Upregulation of the miR-515 cluster in the MCF7 breast cancer cell line by epigenetic therapy

Introduction. In cancer, hypermethylation of promoter CpG islands has been shown to down regulate the transcription of tumor suppressor genes. Treatment by inhibitors of DNA methyltransferease (DNMTi) can reactivate the transcription of silenced genes and restore normal cell growth and differentiation.
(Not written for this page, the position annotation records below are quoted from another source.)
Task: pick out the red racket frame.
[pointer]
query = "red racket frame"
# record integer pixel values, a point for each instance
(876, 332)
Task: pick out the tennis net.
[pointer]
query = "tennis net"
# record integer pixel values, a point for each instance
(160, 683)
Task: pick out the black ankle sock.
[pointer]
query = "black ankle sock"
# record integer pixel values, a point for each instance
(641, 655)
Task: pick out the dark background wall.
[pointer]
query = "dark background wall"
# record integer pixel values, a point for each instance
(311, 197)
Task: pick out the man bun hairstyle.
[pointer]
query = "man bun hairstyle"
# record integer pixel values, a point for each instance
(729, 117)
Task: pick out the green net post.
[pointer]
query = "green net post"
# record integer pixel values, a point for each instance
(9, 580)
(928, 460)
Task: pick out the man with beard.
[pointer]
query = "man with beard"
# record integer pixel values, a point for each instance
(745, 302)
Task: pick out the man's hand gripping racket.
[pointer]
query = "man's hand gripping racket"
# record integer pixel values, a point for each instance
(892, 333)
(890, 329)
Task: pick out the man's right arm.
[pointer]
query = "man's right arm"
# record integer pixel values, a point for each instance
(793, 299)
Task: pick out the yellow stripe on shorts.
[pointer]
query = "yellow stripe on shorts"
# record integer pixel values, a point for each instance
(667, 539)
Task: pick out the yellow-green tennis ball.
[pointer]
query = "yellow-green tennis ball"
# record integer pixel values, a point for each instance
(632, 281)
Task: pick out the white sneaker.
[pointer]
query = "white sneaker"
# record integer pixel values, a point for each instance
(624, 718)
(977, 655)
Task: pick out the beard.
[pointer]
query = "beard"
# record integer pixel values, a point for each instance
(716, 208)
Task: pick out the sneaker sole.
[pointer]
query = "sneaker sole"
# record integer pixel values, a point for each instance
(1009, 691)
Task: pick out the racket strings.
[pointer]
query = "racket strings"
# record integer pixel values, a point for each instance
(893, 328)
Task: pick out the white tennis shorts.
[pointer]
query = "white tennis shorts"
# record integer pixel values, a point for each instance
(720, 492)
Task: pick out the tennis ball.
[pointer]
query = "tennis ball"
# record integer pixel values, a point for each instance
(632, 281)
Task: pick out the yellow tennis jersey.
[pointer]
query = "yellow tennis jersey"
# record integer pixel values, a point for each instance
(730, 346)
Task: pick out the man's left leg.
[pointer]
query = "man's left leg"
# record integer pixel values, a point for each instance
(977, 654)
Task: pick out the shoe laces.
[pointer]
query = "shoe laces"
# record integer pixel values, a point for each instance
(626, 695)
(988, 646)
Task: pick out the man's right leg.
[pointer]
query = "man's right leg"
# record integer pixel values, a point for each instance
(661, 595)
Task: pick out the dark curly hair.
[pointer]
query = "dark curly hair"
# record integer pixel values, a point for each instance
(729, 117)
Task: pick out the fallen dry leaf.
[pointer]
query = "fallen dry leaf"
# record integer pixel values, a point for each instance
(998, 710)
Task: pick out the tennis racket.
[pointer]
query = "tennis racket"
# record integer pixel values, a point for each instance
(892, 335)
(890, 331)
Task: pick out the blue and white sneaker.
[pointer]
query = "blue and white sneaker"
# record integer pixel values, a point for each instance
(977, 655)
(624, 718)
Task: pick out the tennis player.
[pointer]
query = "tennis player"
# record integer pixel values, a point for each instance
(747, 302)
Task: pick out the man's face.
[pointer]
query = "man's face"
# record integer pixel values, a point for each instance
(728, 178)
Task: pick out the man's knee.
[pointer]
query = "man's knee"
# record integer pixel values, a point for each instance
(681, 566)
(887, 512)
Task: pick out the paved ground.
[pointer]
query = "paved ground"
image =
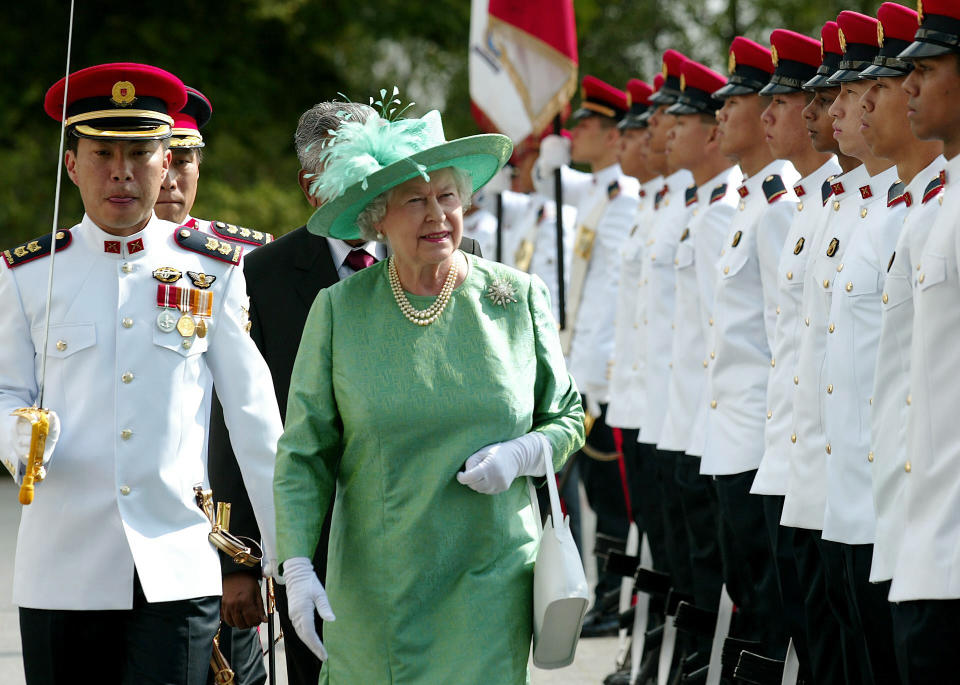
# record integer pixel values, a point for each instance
(594, 660)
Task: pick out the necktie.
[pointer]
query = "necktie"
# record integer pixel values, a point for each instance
(359, 259)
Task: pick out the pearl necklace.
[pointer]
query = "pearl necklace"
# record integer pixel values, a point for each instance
(421, 317)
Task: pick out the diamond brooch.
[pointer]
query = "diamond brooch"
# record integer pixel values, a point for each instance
(501, 291)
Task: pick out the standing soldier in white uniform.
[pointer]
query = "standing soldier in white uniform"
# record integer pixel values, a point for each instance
(606, 202)
(739, 342)
(853, 338)
(856, 194)
(114, 573)
(656, 300)
(925, 591)
(693, 144)
(796, 59)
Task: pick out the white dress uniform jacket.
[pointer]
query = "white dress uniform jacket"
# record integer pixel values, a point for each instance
(119, 492)
(771, 478)
(891, 385)
(625, 409)
(805, 500)
(658, 294)
(928, 562)
(695, 265)
(851, 357)
(591, 347)
(744, 315)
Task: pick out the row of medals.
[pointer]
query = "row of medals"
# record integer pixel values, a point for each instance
(167, 321)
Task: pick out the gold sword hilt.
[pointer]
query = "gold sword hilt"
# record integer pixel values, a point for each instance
(39, 430)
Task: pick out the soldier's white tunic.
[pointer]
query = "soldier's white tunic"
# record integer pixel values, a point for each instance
(849, 363)
(626, 404)
(812, 211)
(658, 295)
(928, 561)
(744, 314)
(696, 271)
(130, 396)
(805, 499)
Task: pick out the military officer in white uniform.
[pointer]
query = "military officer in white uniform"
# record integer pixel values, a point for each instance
(853, 337)
(114, 573)
(693, 144)
(738, 351)
(606, 202)
(855, 195)
(925, 590)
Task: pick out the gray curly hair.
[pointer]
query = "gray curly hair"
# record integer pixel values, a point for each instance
(374, 212)
(315, 125)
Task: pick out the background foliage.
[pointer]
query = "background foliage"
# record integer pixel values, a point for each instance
(262, 62)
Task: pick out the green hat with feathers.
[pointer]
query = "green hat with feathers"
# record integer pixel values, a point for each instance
(361, 160)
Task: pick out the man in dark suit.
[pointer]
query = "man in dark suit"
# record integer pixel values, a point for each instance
(283, 278)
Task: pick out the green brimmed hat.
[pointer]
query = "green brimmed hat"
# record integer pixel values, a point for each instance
(362, 160)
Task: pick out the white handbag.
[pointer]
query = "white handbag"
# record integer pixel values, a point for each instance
(560, 593)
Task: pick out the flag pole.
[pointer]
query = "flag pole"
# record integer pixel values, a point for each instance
(558, 196)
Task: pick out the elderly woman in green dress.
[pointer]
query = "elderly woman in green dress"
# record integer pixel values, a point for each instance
(425, 387)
Recent investigations show that the expression of microRNAs (miRs) with tumor suppressor properties may also be down regulated by epigenetic mechanisms in cancer. Aims. To investigate if miRs are down regulated by DNA methylation in the MCF7 breast cancer cell line. Methods. MCF7 cells were cultured in MEM medium with 10% FBS. The cells were treated with 1 mu M of the DNMTi 5-aza-2'-deoxycytidine (5-Aza-CdR) for 72 hours. Total RNA was extracted using Trizol, and 250 ng was labelled and hybridised to Exiqon miRCURY 9.2 arrays according to manufactures protocol in a dyeswap setup. Arrays were scanned using a GenePix 4200B scanner, and converted to intensity values using GenePix 6.1. Subsequently, data were analysed using R 2.6.1 and the Limma package from bioconductor. Intensity values were background corrected using an adaptive background correction (normexp). Normalization was done using LOESS and differential expression was calculated using linear models implemented in Limma and corrected for multiple testing using BH transformation. Results. Treatment with 5-Aza-CdR showed that 20 out of 576 ( similar to 3%) human miRs examined were significantly upregulated in the MCF7 cell line. Interestingly, 14 of these belonged to the miR-515 cluster on chromosome 19q13. Upregulation of the miRs was confimed by real time Q-PCR. According to Gene Bank, a CpG island is located just upstream of the cluster. Further analyses. We are currently performing 5' rapid amplification of cDNA ends (5'-RACE) to identify the transcription start site in order to investigate its actual methylation status. Potential oncogenic miR targets including NRAS, MAPK3, CCND1, AKT1 and EGFR were identified using database search. The mRNA and protein expression levels in treated vs. untreated cells will be investigated.